Vorher aber gilt es strukturelle Probleme anzugehen, die mit der Doppik zusammenhängen. So ist es paradox, dass wir über Jahre hinweg investieren wie die Weltmeister, gleichzeitig enorm Schulden abbauen und dann am Ende doch unsere Leistungsfähigkeit sinken soll. Da passt für mich etwas nicht zusammen. Ein Grund dafür: Über Abschreibungen von 2,7 Mio. Euro müssten wir uns in einem kameralen Haushalt keine Gedanken machen. Die würden da nicht stehen! Ihre Höhe hat auch etwas mit den vorgeschriebenen Abschreibungszeiträumen zu tun. Und da scheint es doch fragwürdig, dass wir zum Beispiel Straßen nach AFA-Tabelle über deutlich weniger Jahre abschreiben, als ihre tatsächliche Nutzungsdauer beträgt.

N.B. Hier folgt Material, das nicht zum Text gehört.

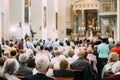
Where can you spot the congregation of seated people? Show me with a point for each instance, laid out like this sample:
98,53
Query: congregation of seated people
79,59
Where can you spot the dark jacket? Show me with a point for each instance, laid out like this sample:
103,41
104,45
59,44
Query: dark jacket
81,63
63,73
24,70
38,76
113,77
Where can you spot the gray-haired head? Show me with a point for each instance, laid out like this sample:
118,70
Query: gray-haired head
23,58
42,63
116,67
117,43
10,66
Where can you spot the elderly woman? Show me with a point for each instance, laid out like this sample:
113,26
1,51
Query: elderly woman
113,57
10,67
116,71
42,65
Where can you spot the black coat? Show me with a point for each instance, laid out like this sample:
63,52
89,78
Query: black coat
38,76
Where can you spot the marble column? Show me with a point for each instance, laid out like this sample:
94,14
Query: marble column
75,22
83,27
118,20
1,12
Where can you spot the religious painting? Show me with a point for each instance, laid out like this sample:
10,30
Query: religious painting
56,16
44,17
91,22
108,26
26,11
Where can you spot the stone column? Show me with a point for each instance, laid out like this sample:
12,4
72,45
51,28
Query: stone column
75,22
83,27
118,20
1,12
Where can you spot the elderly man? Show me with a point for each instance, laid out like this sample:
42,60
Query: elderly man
24,69
42,65
9,68
82,63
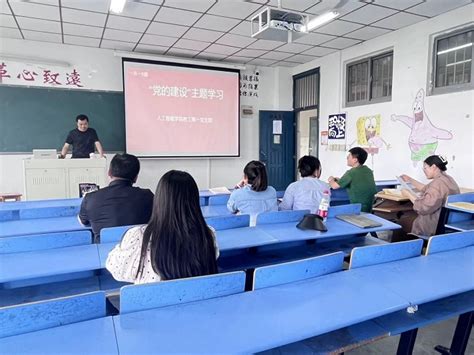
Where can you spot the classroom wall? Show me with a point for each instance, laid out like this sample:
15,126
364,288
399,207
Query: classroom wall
412,53
101,70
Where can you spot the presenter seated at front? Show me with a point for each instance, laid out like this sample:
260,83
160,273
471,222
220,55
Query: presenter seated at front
359,180
305,194
83,139
252,194
176,243
120,203
432,196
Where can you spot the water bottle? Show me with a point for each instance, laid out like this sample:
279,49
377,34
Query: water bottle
324,206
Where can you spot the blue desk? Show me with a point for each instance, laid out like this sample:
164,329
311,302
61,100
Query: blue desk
241,238
51,262
40,226
426,278
458,218
228,239
215,211
340,196
40,209
258,320
95,336
461,226
287,232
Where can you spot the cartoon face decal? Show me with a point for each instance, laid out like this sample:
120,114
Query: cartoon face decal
424,136
418,104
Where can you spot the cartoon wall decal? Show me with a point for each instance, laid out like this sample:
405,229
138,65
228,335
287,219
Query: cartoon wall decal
337,126
424,136
369,134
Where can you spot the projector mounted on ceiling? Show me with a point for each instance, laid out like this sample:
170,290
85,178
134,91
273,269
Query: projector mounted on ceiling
278,25
286,26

Und verkaufen können wir sie nach der Abschreibung ja auch nicht. Hier gehen die Theorie, auf die sich wohl auch der Prüfungsverband beruft, und die Praxis auseinander. Zudem haben wir in den letzten Jahren meist positiv im Ergebnishaushalt abgeschlossen, da werden wir ein negatives Ergebnis doch mal unterbringen können. Daran darf eine Haushaltsgenehmigung doch nicht scheitern. Wie machen das dann Kommunen in den anderen Bundesländern, z.B. die teils hoch verschuldeten Städte in NRW? Bayern ist ja nur noch eines von drei Bundesländern, wo es keine Pflicht zum Umstieg in die Doppik gibt. Diesen Umständen sollten wir nachgehen, uns zusätzliche Expertise einholen und mit Ministerien, Behörden und übergeordneter Politik verhandeln. Da braucht es eine Lösung. Sonst wird das in den nächsten Jahren, gerade angesichts der wichtigen großen Maßnahmen an unserer Grund- und Mittelschule, die bald auf dem Plan stehen muss und stehen wird, zu einem Problem.

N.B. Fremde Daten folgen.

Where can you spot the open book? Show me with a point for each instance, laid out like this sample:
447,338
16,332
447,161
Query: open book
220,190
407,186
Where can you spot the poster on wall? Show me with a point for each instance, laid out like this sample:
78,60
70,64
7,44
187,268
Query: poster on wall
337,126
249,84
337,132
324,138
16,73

Es sind herausfordernde Zeiten. Mit unserem Haushalt reagieren wir auf die Krise mit Mut und Tatkraft. Das ist ein wichtiges Zeichen. Aber wir werden in den nächsten Jahren noch intensiver diskutieren und um bestmögliche Lösungen ringen müssen. Die Auswirkungen der Pandemie werden es uns nicht leichter machen. Ich wünsche mir, dass wir dabei den fairen, demokratischen Diskurs wie bisher fortsetzen. Und für diese Bereitschaft danke ich allen Beteiligten, unserem Bürgermeister, den zuständigen Mitarbeite*innen der Verwaltung und den Kollegen Fraktionsvorsitzenden.

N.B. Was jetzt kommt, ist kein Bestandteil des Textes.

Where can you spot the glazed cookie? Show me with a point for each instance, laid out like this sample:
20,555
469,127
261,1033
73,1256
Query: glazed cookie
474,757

Zu guter Letzt wünsche ich den Menschen in unserer Stadt und uns allen Gesundheit und Zuversicht. Lassen Sie uns bei aller Herausforderung die Zuversicht nicht verlieren und solidarisch bleiben. Ich freue mich darauf, Ihnen allen wieder unbeschwert begegnen zu dürfen. Vielen Dank. Unsere Fraktion stimmt dem Haushalt 2021 zu.